Insisting that federal governments operate their budgets like household budgets only makes matters worse instead of better. This was the advice the "experts" gave in 1932. They said: "Reduce your deficits and balance your budgets." Sound familiar? Politicians "bought" their advice and the result was seven more years of massive unemployment and despondency.

It was only when the war broke out, and governments started letting contracts for ships and planes and guns, that jobs were created and the economy grew to its maximum potential.

This was made financially possible when the Bank of Canada entered the money-creation business in a major way. At one time it created more than half of all the new money. It was a process which allowed us to escape the Depression, finance the Second World War, and lay the foundation for the best 25 years Western capitalism has ever known.
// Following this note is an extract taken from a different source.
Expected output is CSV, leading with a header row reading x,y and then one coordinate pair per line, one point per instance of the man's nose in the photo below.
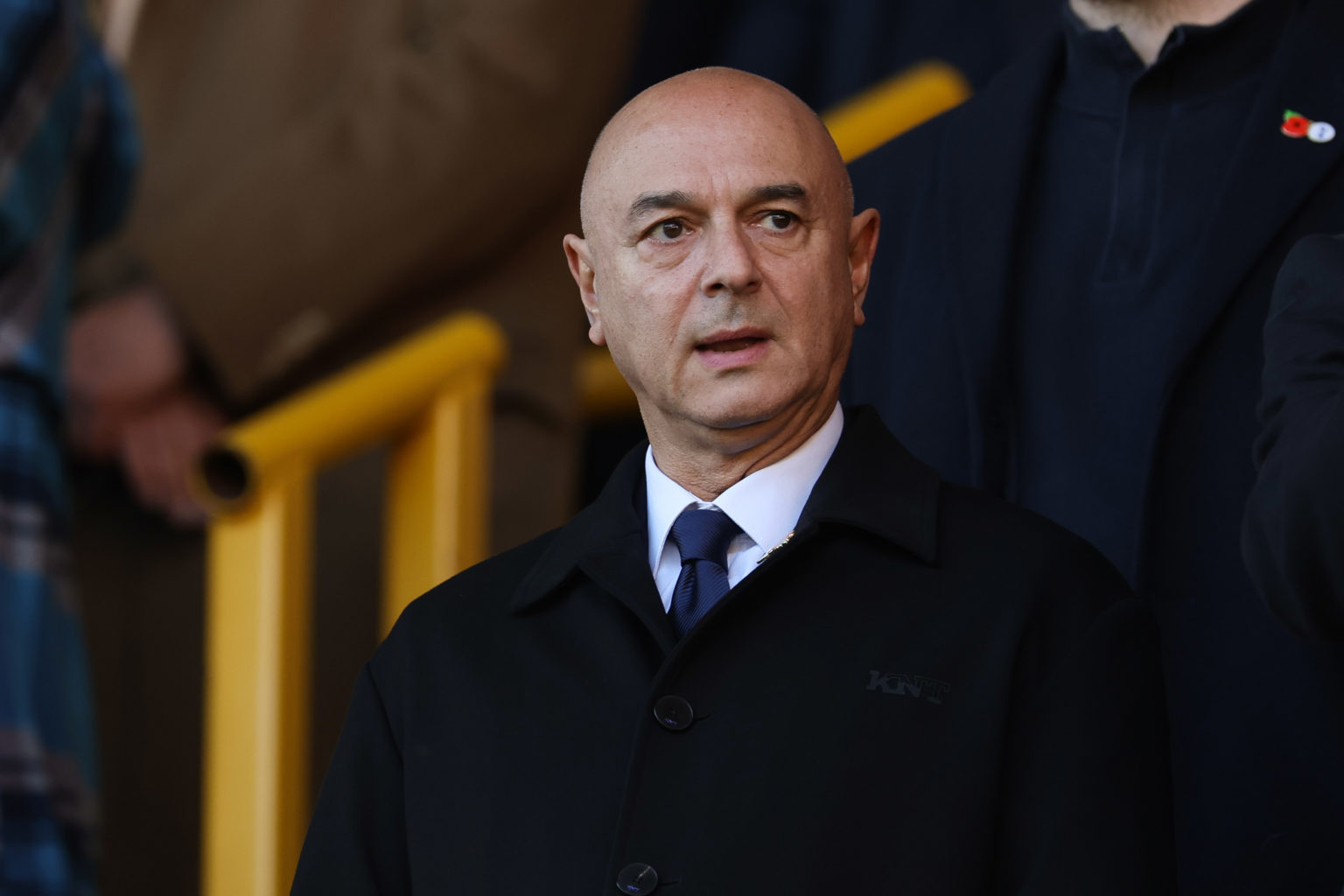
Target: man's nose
x,y
730,265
In 1974, however, the Bank of Canada did an about turn and began to abdicate the money creation business in favour of the private banks. The Bank of Canada abandoned the system that worked for all Canadians and reverted to the one in effect in the Dirty Thirties. It is a system which has resulted in what Quebec economist Pierre Fortin calls "The Great Canadian Slump."

So what we need is another war. A war against poverty, illiteracy, ill health, pollution, inadequate housing, our decaying infrastructure, and above all, a war against mediocrity. These wars can be waged and won if the Bank of Canada is drafted to help win the peace, as it was to win the war.